Kondisi pesisir Raja Ampat yang berpasir dan berangin membutuhkan pendekatan khusus. Stevanus menekankan pentingnya memilih jenis mangrove yang sesuai, seperti Avicennia marina dan Sonneratia alba, yang tahan di substrat berpasir.
Pengalaman Kak Steve sapaan akrabnya dalam mendampingi warga pesisir di Raja Ampat memang menarik. Selain berhasil menumbuhkan intensi dan partisipasi warga, ia juga menekankan pentingnya edukasi dalam penanan mangrove.
Pada Webinar bersama Klikhijau, ia membagikan pengalamannya menanam. Menurutnya, Teknik penanaman mangrove memang harus adaptif. Antara lain dengan melakukan dua hal berikut:
- Memasang pelindung seperti kayu atau ban bekas untuk melindungi bibit dari angin dan ombak.
- Menyesuaikan metode tanam, baik secara intensif maupun berjarak, tergantung kondisi lapangan.
“Teori di buku sering berbeda dengan kenyataan di lapangan. Kita harus turun langsung, lihat habitatnya,” tegas Stevanus.
Selain pelestarian, mangrove juga dimanfaatkan untuk ketahanan pangan. Jenis Bruguiera gymnorhiza (disebut “iPhone” oleh warga) diolah secara tradisional menjadi makanan tahan lama. Buahnya dikeringkan dan bisa disimpan hingga 10 tahun sebelum diolah kembali.
Sementara itu, jenis lain seperti Sonneratia caseolaris lebih sering digunakan untuk produk turunan, seperti kosmetik atau scrub.
“Ini memberi nilai tambah bagi masyarakat, sekaligus mendorong mereka menjaga mangrove,” ujar Stevanus.
Stevanus menekankan bahwa pendampingan harus berbasis data.

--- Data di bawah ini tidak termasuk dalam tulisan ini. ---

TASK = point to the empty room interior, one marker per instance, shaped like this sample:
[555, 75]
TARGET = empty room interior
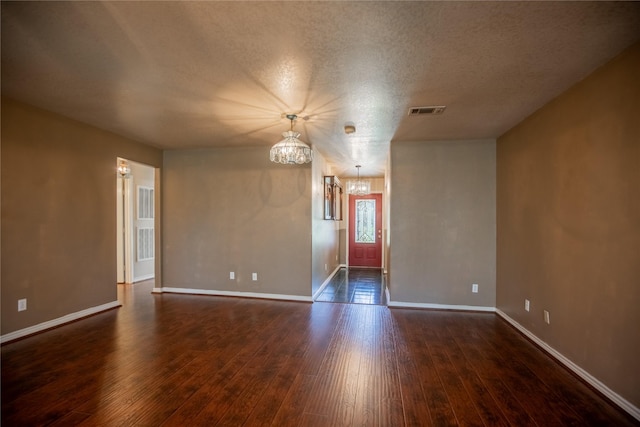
[186, 186]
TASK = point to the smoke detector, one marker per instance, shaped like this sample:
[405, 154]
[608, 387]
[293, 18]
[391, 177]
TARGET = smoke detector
[431, 110]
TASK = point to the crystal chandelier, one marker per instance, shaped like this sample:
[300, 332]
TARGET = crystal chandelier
[358, 187]
[291, 150]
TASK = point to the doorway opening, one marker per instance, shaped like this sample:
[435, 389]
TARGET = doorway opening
[363, 280]
[136, 221]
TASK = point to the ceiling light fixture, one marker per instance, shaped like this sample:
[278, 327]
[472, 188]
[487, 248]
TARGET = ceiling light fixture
[359, 187]
[291, 150]
[124, 169]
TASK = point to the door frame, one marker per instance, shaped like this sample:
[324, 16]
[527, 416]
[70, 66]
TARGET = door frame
[349, 226]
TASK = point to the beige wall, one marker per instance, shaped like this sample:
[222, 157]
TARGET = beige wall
[442, 222]
[325, 244]
[569, 224]
[58, 214]
[231, 209]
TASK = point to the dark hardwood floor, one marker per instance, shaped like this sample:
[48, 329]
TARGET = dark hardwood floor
[181, 360]
[355, 286]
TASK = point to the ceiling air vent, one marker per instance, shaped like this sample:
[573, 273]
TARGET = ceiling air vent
[421, 111]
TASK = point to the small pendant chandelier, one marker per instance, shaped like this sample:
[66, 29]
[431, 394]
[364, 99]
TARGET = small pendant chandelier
[291, 150]
[359, 187]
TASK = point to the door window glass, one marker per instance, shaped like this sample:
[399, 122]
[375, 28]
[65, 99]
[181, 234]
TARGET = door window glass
[365, 221]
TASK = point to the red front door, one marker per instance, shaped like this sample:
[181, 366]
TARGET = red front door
[365, 230]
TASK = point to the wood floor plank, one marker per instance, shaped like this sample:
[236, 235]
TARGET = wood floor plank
[176, 360]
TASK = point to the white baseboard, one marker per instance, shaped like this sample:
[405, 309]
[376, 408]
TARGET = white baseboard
[57, 322]
[142, 278]
[326, 282]
[440, 306]
[627, 406]
[231, 294]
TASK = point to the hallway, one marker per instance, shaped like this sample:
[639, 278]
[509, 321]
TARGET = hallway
[356, 286]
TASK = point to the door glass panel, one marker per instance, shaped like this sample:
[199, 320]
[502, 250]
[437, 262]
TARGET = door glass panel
[365, 221]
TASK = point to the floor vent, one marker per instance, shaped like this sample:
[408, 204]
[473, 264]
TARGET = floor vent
[420, 111]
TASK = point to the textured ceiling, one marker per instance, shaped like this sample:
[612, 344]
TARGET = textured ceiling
[203, 74]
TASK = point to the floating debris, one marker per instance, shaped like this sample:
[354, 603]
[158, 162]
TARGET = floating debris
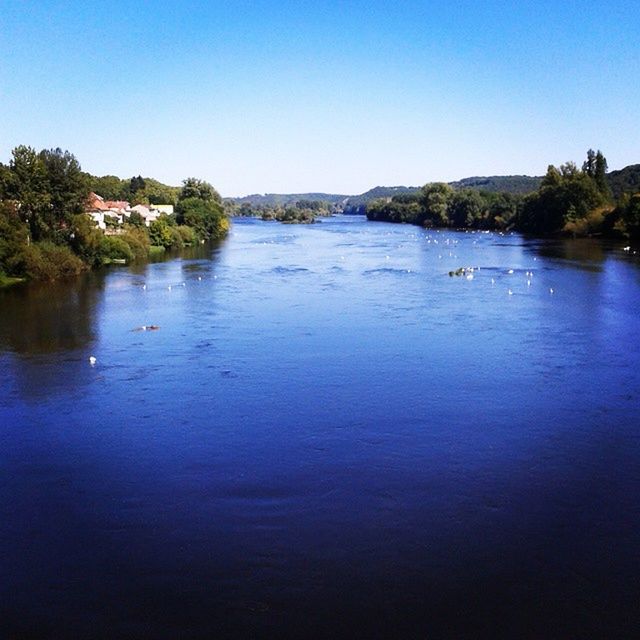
[464, 271]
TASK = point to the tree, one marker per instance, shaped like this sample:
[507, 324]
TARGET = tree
[589, 165]
[434, 200]
[600, 175]
[137, 183]
[465, 209]
[565, 195]
[196, 188]
[205, 216]
[67, 191]
[27, 187]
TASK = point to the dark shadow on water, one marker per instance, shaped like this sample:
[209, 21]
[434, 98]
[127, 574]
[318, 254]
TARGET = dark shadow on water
[43, 318]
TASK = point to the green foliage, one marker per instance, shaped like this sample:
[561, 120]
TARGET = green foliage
[198, 189]
[45, 234]
[566, 195]
[85, 239]
[115, 248]
[138, 240]
[465, 209]
[14, 238]
[48, 261]
[435, 199]
[187, 235]
[161, 233]
[625, 180]
[206, 217]
[629, 212]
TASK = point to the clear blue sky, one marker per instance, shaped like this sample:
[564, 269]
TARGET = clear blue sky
[275, 96]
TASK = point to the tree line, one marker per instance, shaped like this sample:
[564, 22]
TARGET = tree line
[45, 233]
[569, 200]
[302, 211]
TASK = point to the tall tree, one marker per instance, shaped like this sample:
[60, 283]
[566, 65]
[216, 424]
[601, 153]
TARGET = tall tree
[589, 165]
[600, 175]
[196, 188]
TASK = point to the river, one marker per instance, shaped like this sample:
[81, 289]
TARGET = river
[326, 435]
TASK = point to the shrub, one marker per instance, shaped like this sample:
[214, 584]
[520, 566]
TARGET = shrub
[138, 242]
[113, 248]
[47, 261]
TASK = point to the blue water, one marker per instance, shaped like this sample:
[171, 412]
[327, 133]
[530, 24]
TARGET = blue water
[327, 436]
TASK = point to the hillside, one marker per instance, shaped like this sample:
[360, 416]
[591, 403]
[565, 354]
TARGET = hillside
[508, 184]
[283, 199]
[499, 184]
[625, 180]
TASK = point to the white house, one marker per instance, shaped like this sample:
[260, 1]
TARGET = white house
[163, 208]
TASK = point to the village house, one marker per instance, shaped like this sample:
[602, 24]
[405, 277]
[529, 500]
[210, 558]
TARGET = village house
[102, 211]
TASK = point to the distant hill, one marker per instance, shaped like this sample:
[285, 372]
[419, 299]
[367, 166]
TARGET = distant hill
[625, 180]
[283, 199]
[379, 192]
[500, 184]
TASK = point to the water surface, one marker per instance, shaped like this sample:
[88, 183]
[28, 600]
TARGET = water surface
[327, 436]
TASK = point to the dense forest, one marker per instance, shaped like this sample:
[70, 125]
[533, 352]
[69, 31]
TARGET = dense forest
[45, 233]
[568, 200]
[298, 212]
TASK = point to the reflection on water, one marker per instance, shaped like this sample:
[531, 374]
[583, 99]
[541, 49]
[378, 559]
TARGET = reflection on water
[50, 317]
[587, 253]
[328, 436]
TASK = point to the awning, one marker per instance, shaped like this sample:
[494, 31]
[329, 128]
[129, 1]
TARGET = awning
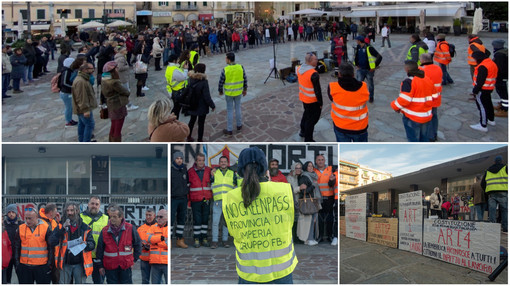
[205, 17]
[435, 12]
[361, 14]
[192, 17]
[179, 18]
[399, 13]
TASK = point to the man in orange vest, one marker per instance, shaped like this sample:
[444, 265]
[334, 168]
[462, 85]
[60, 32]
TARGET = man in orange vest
[326, 181]
[415, 103]
[143, 232]
[484, 82]
[118, 248]
[73, 267]
[475, 45]
[158, 238]
[349, 106]
[443, 57]
[33, 252]
[435, 74]
[50, 215]
[310, 94]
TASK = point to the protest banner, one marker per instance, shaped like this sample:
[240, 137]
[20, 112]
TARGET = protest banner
[356, 216]
[383, 231]
[410, 225]
[470, 244]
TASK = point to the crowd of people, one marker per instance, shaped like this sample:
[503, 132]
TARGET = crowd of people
[48, 247]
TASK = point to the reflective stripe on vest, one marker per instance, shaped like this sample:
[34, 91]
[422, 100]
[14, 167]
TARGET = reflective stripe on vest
[96, 227]
[234, 80]
[275, 257]
[306, 90]
[172, 85]
[496, 181]
[222, 183]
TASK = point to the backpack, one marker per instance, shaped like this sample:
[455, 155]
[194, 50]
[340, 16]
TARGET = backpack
[55, 83]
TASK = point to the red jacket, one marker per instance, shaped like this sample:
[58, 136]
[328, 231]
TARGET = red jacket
[120, 254]
[199, 190]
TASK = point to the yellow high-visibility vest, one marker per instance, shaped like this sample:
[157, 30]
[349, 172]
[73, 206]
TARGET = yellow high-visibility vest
[262, 232]
[222, 184]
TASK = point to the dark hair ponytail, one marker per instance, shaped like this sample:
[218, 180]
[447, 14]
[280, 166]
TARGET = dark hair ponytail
[251, 184]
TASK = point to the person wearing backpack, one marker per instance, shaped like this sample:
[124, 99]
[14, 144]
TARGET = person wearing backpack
[200, 101]
[442, 55]
[65, 85]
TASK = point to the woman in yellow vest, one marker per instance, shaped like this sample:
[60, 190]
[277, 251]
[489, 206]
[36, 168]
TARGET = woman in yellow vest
[260, 216]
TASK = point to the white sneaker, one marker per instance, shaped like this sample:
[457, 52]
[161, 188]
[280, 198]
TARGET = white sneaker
[479, 127]
[312, 242]
[132, 107]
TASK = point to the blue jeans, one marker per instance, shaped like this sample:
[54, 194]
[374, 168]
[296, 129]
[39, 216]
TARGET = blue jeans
[345, 137]
[217, 213]
[85, 127]
[146, 272]
[178, 211]
[6, 79]
[284, 280]
[158, 272]
[479, 210]
[29, 73]
[119, 276]
[231, 100]
[361, 74]
[446, 75]
[68, 103]
[501, 199]
[416, 132]
[433, 125]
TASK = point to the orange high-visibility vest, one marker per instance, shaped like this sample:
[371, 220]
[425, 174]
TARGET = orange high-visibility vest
[349, 108]
[417, 104]
[60, 253]
[323, 180]
[143, 232]
[442, 53]
[492, 74]
[306, 91]
[159, 248]
[471, 60]
[34, 249]
[435, 74]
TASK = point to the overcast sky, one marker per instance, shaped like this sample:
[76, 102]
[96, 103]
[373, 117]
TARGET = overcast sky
[399, 159]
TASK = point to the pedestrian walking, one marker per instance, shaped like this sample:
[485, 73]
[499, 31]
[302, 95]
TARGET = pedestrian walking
[279, 259]
[234, 83]
[310, 95]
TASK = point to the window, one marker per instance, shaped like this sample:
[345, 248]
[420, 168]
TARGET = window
[138, 176]
[41, 14]
[24, 14]
[78, 14]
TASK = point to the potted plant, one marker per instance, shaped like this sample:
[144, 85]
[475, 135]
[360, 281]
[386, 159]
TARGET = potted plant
[456, 26]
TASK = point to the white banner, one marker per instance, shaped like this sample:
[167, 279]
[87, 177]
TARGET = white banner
[410, 221]
[470, 244]
[356, 216]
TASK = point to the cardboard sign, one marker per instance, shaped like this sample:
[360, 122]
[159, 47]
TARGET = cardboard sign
[383, 231]
[470, 244]
[410, 226]
[342, 225]
[356, 216]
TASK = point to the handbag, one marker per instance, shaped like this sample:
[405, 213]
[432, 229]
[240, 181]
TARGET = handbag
[103, 113]
[308, 206]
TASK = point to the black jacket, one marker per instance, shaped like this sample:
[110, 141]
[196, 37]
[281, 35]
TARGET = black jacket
[201, 87]
[58, 235]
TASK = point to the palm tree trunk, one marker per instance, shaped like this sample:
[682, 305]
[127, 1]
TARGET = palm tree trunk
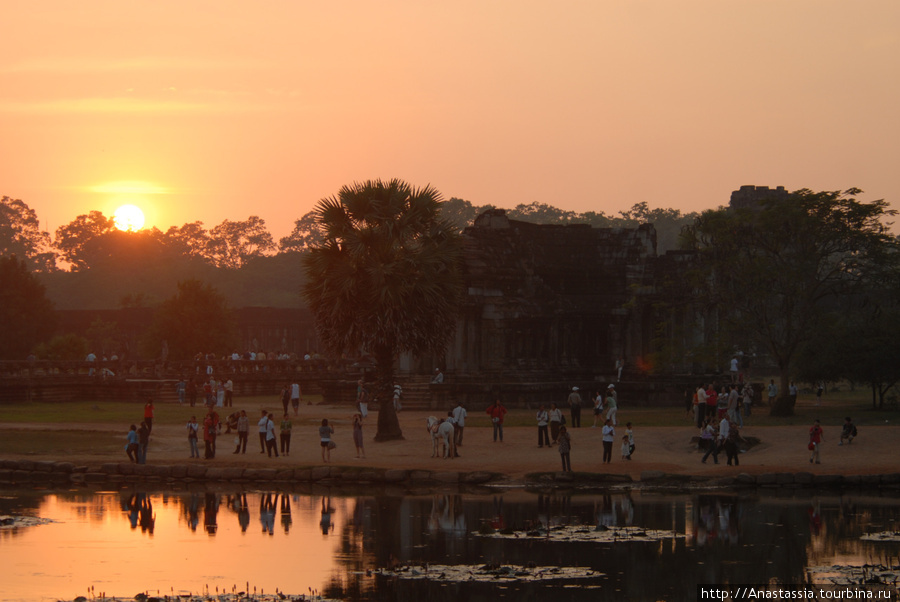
[388, 424]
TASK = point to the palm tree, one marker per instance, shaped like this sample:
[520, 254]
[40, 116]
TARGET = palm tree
[385, 279]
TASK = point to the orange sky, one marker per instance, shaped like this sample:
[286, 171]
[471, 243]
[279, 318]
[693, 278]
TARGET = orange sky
[206, 110]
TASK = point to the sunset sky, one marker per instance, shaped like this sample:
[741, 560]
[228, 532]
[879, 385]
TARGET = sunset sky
[206, 110]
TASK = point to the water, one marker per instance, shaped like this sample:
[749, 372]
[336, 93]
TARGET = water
[124, 542]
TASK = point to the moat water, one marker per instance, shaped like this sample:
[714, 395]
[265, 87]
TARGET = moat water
[175, 542]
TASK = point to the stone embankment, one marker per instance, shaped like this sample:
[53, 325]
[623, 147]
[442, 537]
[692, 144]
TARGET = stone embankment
[27, 472]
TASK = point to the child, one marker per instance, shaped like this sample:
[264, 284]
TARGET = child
[848, 431]
[629, 432]
[816, 436]
[565, 446]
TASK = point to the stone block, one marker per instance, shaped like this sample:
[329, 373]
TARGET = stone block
[261, 474]
[215, 473]
[370, 476]
[804, 478]
[445, 477]
[420, 475]
[475, 478]
[22, 476]
[395, 476]
[196, 471]
[284, 474]
[320, 472]
[652, 475]
[233, 473]
[828, 480]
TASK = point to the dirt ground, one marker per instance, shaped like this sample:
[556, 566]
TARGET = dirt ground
[668, 449]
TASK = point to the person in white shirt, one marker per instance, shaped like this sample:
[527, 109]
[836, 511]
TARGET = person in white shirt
[263, 429]
[459, 417]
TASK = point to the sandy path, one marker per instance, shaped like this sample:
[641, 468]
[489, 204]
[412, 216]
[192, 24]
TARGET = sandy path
[782, 449]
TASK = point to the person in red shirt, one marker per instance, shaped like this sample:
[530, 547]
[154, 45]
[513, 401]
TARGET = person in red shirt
[148, 415]
[711, 399]
[816, 436]
[497, 412]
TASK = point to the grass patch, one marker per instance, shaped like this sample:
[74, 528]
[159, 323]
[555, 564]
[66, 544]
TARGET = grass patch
[126, 412]
[61, 443]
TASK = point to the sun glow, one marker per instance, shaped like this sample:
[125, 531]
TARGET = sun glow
[129, 218]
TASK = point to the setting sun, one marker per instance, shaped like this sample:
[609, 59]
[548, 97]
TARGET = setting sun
[129, 218]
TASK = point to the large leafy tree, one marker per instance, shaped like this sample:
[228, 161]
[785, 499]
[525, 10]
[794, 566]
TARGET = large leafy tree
[305, 235]
[774, 269]
[26, 316]
[74, 239]
[196, 320]
[233, 243]
[21, 235]
[386, 278]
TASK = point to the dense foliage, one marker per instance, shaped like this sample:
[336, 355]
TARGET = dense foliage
[774, 271]
[385, 279]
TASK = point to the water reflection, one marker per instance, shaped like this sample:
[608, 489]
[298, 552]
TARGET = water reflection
[333, 542]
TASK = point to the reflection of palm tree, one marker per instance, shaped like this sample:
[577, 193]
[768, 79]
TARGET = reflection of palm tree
[210, 513]
[286, 520]
[327, 510]
[385, 278]
[267, 513]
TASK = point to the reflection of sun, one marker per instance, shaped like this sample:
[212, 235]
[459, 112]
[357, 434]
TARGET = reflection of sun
[129, 218]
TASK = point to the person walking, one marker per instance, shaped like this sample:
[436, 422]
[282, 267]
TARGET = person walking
[816, 437]
[243, 432]
[629, 433]
[732, 450]
[459, 423]
[609, 435]
[565, 447]
[193, 430]
[612, 404]
[711, 436]
[148, 415]
[296, 394]
[285, 397]
[574, 401]
[556, 418]
[210, 432]
[772, 391]
[357, 436]
[543, 419]
[143, 442]
[848, 431]
[325, 432]
[598, 407]
[286, 435]
[262, 426]
[497, 412]
[132, 444]
[271, 439]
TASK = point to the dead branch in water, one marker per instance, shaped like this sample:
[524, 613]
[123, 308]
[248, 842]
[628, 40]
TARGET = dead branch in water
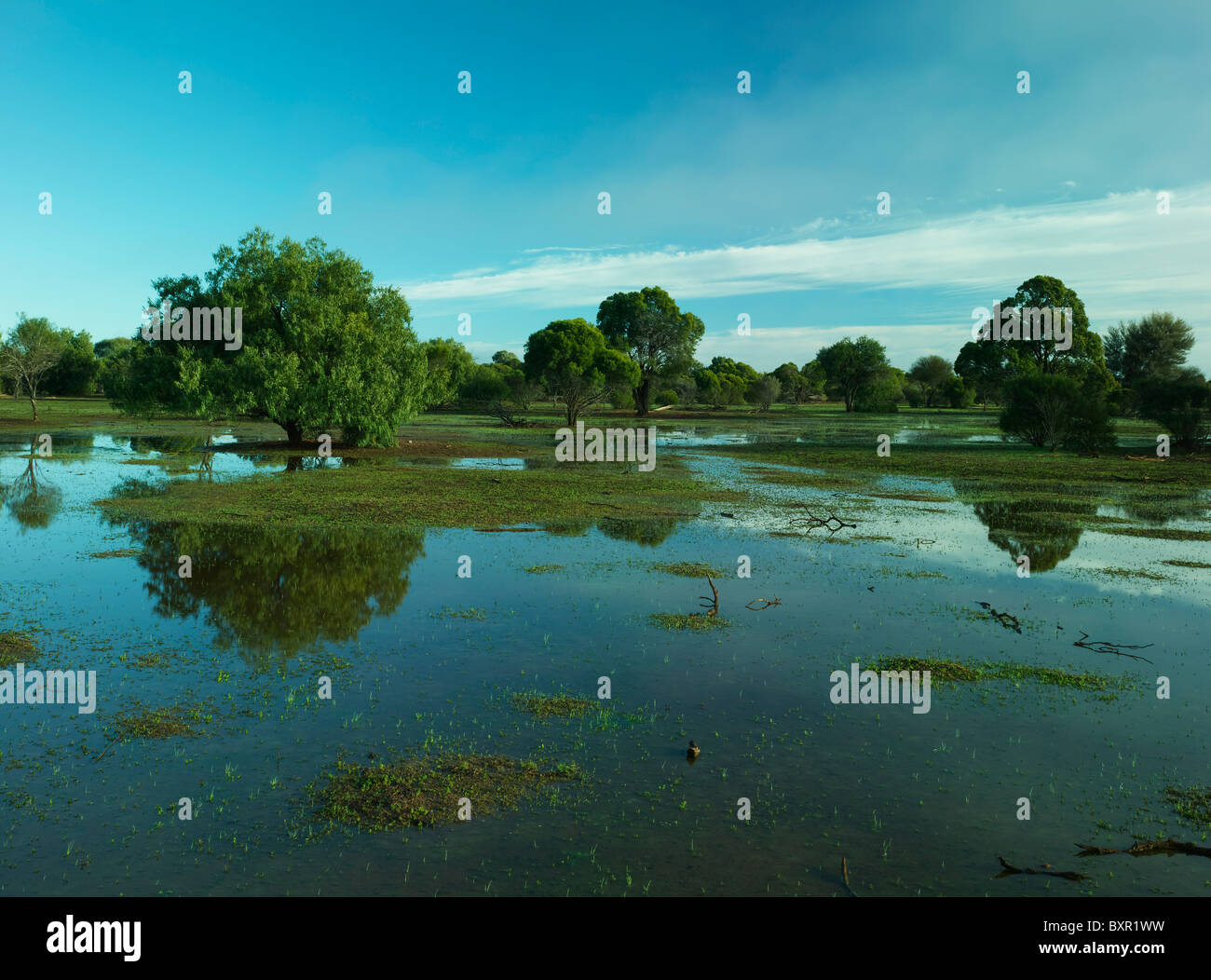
[1073, 876]
[1101, 646]
[1005, 619]
[832, 523]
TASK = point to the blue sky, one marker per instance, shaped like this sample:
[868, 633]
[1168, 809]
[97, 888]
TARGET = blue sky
[759, 204]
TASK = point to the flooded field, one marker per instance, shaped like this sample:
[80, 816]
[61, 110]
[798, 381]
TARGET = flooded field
[456, 642]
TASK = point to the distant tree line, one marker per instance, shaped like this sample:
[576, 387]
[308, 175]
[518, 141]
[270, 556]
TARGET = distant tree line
[325, 347]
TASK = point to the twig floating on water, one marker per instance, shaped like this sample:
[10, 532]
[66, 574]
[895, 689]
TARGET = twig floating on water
[1101, 646]
[1073, 876]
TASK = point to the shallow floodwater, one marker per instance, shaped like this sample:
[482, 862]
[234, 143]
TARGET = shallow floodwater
[422, 660]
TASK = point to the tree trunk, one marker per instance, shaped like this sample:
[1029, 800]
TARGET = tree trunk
[642, 396]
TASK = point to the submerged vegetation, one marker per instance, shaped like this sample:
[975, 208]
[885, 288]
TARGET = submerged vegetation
[689, 621]
[16, 647]
[553, 705]
[957, 672]
[687, 569]
[428, 791]
[1191, 803]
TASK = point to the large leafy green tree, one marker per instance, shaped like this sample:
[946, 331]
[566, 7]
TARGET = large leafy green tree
[932, 374]
[573, 361]
[1154, 346]
[1085, 355]
[1182, 403]
[985, 365]
[851, 366]
[33, 349]
[76, 370]
[654, 332]
[449, 367]
[322, 346]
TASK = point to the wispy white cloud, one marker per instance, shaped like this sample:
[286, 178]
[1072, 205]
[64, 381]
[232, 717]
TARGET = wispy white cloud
[1114, 251]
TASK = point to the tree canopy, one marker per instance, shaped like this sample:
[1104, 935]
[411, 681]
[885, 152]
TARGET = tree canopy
[322, 346]
[572, 359]
[654, 332]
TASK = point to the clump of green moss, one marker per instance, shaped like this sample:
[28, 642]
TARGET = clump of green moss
[152, 723]
[477, 614]
[552, 705]
[1193, 802]
[689, 569]
[1131, 573]
[16, 647]
[953, 670]
[427, 791]
[689, 621]
[1161, 533]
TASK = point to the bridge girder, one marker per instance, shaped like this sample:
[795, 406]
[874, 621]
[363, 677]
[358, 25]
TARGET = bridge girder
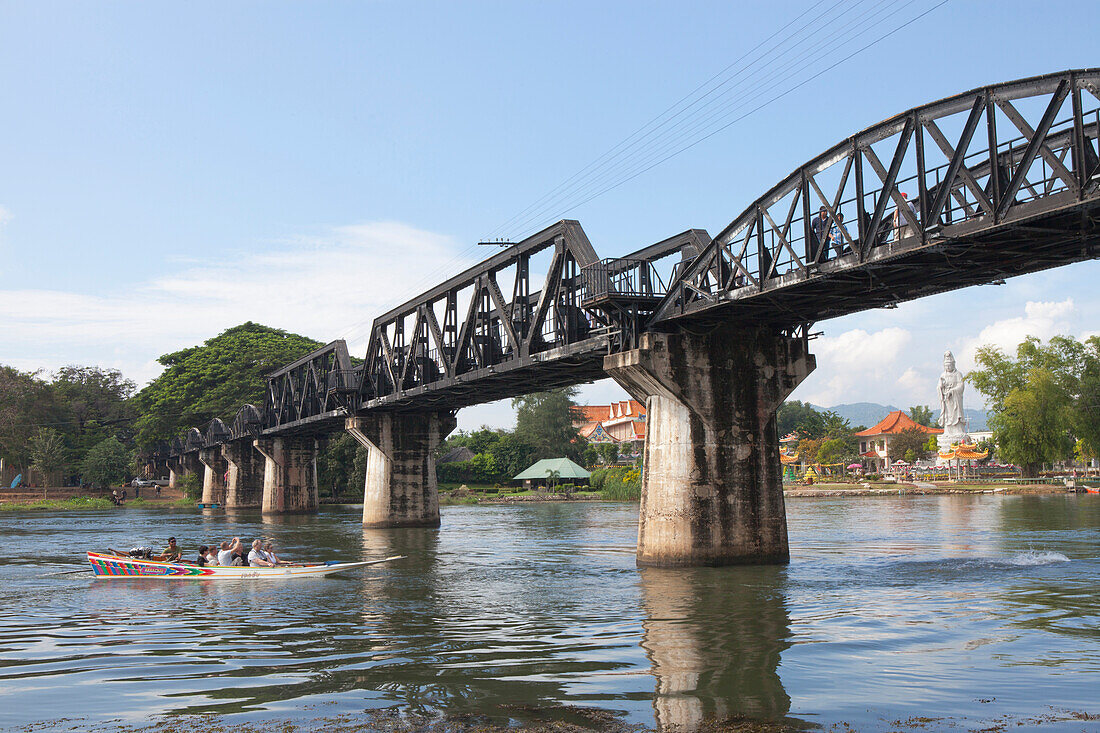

Profil kampung—seperti jumlah penduduk, mata pencaharian, dan kebutuhan ekonomi—menjadi dasar merancang program yang relevan.
“Ketika bicara lingkungan, masyarakat sering bertanya: Apa manfaatnya untuk kami hari ini? Jadi, program harus menjawab kebutuhan itu,” jelasnya.
Selain itu, membangun kepercayaan dengan pendekatan partisipatif sangat penting. Contohnya, gerakan penanaman mangrove di Raja Ampat awalnya hanya melibatkan enam orang, tetapi berkembang menjadi puluhan partisipan setelah masyarakat melihat manfaatnya.
Adapun kunci sukses pelestarian dan konservasi mangrove di raja ampat menurut Kak Steve setidaknya karena tiga hal. Pertama, perempuan adalah aktor kunci dalam pelestarian, tetapi perlu pendekatan yang sesuai dengan budaya lokal. Kedua, adaptasi teknik penanaman berdasarkan kondisi alam menentukan keberhasilan restorasi. Ketiga, pendekatan ekonomi harus sejalan dengan konservasi agar masyarakat termotivasi.
“Perubahan tidak instan, tapi dengan kolaborasi, kita bisa menciptakan dampak besar,” pungkas Stevanus.